Vragen van de leden Omtzigt (CDA) en Sjoerdsma (D66) aan de Minister van Veiligheid en Justitie over het onderzoek dat gedaan is naar de gang van zaken rond de presentatie van een professor m.b.t. de ramp met de MH17 (ingezonden 14 augustus 2015).

Antwoord van Minister Van der Steur (Veiligheid en Justitie) (ontvangen 23 september 2015).

Vraag 1 en 2

Kunt u het politieonderzoek, waarop de brief van 10 juni van de korpschef van de nationale politie, de heer Bouman gebaseerd is, openbaar maken en aan de Kamer doen toekomen?

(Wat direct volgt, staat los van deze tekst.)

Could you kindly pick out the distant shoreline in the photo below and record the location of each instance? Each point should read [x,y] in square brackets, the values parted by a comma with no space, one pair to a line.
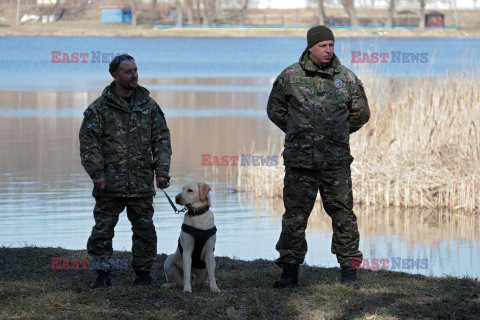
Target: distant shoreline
[89,29]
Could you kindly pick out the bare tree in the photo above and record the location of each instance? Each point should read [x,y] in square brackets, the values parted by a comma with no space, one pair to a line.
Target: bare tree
[179,11]
[391,12]
[320,4]
[421,24]
[244,10]
[188,8]
[133,3]
[321,12]
[209,11]
[349,7]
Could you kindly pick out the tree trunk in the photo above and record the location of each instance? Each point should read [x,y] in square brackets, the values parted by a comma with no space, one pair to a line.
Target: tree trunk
[244,12]
[421,24]
[321,12]
[133,3]
[349,7]
[391,12]
[206,20]
[189,11]
[179,11]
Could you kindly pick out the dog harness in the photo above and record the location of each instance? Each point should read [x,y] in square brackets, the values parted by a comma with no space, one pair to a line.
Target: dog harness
[201,237]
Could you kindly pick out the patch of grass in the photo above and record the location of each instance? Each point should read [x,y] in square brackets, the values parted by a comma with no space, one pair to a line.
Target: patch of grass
[31,289]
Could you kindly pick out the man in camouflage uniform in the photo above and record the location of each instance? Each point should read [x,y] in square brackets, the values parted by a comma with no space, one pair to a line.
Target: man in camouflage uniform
[318,103]
[124,143]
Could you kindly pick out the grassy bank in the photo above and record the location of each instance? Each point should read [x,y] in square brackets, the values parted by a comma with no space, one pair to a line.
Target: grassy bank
[30,289]
[419,149]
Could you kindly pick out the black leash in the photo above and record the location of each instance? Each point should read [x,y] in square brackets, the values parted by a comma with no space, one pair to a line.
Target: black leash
[172,204]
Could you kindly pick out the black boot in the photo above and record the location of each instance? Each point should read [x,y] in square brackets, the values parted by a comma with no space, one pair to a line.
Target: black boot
[144,278]
[289,277]
[102,280]
[349,276]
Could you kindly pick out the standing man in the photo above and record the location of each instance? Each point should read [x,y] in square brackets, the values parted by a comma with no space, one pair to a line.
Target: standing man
[318,103]
[124,143]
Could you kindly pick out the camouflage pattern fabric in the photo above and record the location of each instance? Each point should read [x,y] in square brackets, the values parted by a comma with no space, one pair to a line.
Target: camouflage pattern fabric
[299,193]
[125,143]
[140,214]
[317,108]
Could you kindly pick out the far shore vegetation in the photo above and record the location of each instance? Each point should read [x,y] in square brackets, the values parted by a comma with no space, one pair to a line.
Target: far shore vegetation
[31,289]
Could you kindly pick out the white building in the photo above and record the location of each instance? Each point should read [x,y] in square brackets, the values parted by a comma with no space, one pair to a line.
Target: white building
[378,4]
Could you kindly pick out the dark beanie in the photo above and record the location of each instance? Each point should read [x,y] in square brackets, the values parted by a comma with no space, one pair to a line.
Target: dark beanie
[318,34]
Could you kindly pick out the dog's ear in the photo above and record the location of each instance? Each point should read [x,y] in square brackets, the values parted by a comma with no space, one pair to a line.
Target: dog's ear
[203,190]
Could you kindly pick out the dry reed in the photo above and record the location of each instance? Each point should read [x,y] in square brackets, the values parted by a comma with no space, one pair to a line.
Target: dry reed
[421,147]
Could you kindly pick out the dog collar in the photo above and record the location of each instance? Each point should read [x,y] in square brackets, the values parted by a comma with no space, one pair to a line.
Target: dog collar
[197,212]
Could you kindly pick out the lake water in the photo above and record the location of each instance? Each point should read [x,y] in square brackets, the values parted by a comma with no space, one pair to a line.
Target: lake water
[213,92]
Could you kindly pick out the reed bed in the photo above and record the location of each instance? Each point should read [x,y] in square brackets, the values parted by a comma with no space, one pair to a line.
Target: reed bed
[421,147]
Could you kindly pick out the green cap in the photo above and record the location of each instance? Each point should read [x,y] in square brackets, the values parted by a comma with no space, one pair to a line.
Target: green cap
[318,34]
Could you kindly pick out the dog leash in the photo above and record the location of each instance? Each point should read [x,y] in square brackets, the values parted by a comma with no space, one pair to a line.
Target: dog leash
[172,204]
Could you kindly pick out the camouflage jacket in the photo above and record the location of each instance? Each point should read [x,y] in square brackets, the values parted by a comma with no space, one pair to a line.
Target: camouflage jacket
[125,143]
[317,108]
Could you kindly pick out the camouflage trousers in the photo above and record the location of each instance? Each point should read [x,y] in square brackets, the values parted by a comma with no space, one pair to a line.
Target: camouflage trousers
[140,214]
[299,193]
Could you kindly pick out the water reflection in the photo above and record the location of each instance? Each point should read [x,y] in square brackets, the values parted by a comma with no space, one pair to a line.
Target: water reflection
[45,193]
[449,240]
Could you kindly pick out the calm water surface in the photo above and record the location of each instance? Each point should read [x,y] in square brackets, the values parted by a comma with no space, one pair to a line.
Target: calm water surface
[213,92]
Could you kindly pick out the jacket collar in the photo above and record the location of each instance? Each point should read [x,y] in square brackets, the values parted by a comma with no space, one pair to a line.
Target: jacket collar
[139,99]
[308,65]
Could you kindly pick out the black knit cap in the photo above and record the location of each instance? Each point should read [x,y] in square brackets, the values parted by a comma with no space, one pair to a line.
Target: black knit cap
[116,62]
[318,34]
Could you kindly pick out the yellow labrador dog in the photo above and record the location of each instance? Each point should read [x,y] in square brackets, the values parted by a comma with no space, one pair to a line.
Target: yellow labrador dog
[194,263]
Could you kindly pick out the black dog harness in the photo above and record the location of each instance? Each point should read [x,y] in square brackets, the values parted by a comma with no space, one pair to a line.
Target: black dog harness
[200,236]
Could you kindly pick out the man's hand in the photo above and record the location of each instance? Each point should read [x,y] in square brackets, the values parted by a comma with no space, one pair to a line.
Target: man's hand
[162,183]
[100,183]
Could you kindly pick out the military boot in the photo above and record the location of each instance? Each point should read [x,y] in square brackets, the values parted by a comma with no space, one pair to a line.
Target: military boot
[349,277]
[289,277]
[102,280]
[144,278]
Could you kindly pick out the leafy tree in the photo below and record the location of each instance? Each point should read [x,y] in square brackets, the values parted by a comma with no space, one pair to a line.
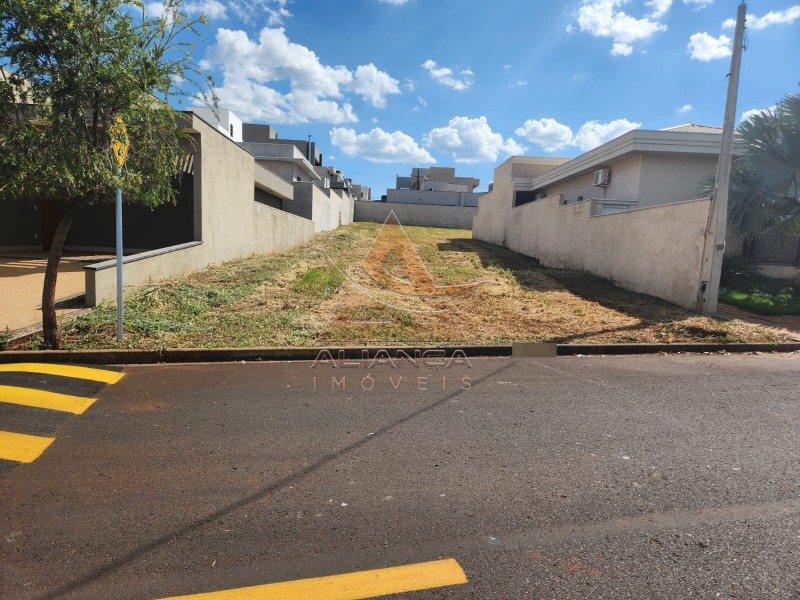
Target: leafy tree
[765,180]
[70,72]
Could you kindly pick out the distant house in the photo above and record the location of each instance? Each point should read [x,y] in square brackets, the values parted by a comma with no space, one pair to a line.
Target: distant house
[432,197]
[631,210]
[435,185]
[243,191]
[320,193]
[639,169]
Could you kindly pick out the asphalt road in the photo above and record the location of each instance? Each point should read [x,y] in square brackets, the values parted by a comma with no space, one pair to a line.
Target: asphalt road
[583,477]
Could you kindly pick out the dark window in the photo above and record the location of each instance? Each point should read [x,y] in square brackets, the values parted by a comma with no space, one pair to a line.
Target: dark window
[522,197]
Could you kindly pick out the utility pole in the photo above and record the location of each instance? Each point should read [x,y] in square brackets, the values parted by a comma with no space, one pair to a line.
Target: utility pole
[718,211]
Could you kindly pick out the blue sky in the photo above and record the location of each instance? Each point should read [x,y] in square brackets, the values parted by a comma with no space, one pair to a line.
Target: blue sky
[385,85]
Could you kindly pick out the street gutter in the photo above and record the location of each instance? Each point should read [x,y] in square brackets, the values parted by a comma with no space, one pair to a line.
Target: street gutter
[189,355]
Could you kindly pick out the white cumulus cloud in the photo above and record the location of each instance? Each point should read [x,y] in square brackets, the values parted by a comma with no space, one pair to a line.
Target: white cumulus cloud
[379,146]
[251,10]
[251,70]
[374,85]
[620,49]
[605,18]
[659,7]
[705,47]
[547,133]
[446,76]
[594,133]
[551,135]
[755,111]
[471,141]
[774,17]
[213,9]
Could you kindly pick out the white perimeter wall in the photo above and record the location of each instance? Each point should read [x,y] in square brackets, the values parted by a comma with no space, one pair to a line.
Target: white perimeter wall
[656,250]
[232,224]
[426,215]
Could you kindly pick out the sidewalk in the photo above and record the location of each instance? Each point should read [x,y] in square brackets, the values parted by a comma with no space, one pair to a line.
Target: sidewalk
[786,325]
[21,280]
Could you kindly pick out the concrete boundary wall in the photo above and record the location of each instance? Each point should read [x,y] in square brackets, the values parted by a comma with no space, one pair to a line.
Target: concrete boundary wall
[427,215]
[273,231]
[231,223]
[655,250]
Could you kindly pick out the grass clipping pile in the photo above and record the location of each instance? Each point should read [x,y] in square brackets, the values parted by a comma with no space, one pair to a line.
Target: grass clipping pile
[363,284]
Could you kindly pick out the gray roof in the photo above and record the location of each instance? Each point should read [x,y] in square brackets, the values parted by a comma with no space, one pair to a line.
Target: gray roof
[694,128]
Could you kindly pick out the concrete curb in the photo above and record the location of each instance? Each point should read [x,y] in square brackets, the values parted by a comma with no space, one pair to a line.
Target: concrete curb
[188,355]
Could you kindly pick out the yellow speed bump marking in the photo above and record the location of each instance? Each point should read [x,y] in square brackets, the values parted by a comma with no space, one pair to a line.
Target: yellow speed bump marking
[20,447]
[100,375]
[42,399]
[349,586]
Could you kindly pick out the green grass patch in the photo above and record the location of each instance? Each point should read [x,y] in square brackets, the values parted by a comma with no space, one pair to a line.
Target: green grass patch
[784,302]
[317,282]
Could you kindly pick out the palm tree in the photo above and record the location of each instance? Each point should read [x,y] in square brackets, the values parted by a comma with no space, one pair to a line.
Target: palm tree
[765,179]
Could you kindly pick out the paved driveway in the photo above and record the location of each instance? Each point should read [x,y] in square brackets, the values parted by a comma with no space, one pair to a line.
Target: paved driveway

Indien dit onderzoek – dat geen strafrechtelijk onderzoek is en ook nooit zo bedoeld is – niet openbaar wordt, kunt u dan aangeven waarom het in het belang van de staat zou zijn ingevolge artikel 68 van de Grondwet, om het niet openbaar te maken?

Antwoord 1 en 2

Mede naar aanleiding van uw vragen en vier verzoeken op grond van de Wet openbaarheid van bestuur (Wob), die inmiddels zijn ontvangen, heeft de politie de mogelijke openbaarmaking van het onderzoek bezien. De politie ziet geen bezwaren tegen openbaarmaking van grote delen van het onderzoek. Enkele onderdelen kunnen niet openbaar worden gemaakt in verband met de bescherming van persoonsgegevens van personen die bij het onderzoek zijn betrokken. Verder zullen foto’s uit het onderzoek niet openbaar worden gemaakt onder andere ter voorkoming van de onevenredige benadeling van de bij de aangelegenheid betrokken personen, zoals nabestaanden. Momenteel beziet de politie de stukken op deze onderdelen. Zodra dit is afgerond, deel ik met u het geanonimiseerde feitenonderzoek.

Vraag 3

In welke andere staten, behalve Noord Korea, is het gebruikelijk onderzoek naar iemand te doen voor iets dat een relatie heeft met het werk, en de persoon in kwestie te weigeren inzage te geven in het rapport? Wilt u professor Maat onmiddellijk inzage geven in het rapport en hem daarbij geen geheimhouding opleggen?

Antwoord 3

Het feitenonderzoek is uitgevoerd door de politie. De politie zal professor Maat inzage verstrekken in het feitenonderzoek en hem daarbij geen geheimhouding opleggen. Bij de verstrekking van het feitenonderzoek aan professor Maat kan overigens geen inzage in die gegevens worden geboden die betrekking hebben op persoonsgegevens van andere betrokkenen in het onderzoek, zoals ook aangegeven in het antwoord op vraag 1 en 2. Op 4 september jongstleden heeft ook een gesprek plaatsgevonden tussen de politiechef van de Landelijke Eenheid en de heer Maat over het feitenonderzoek.

Vraag 4 en 5

Onderschrijft de leiding van het Landelijk Team Forensische Opsporing (LTFO) de conclusies van het onderzoek?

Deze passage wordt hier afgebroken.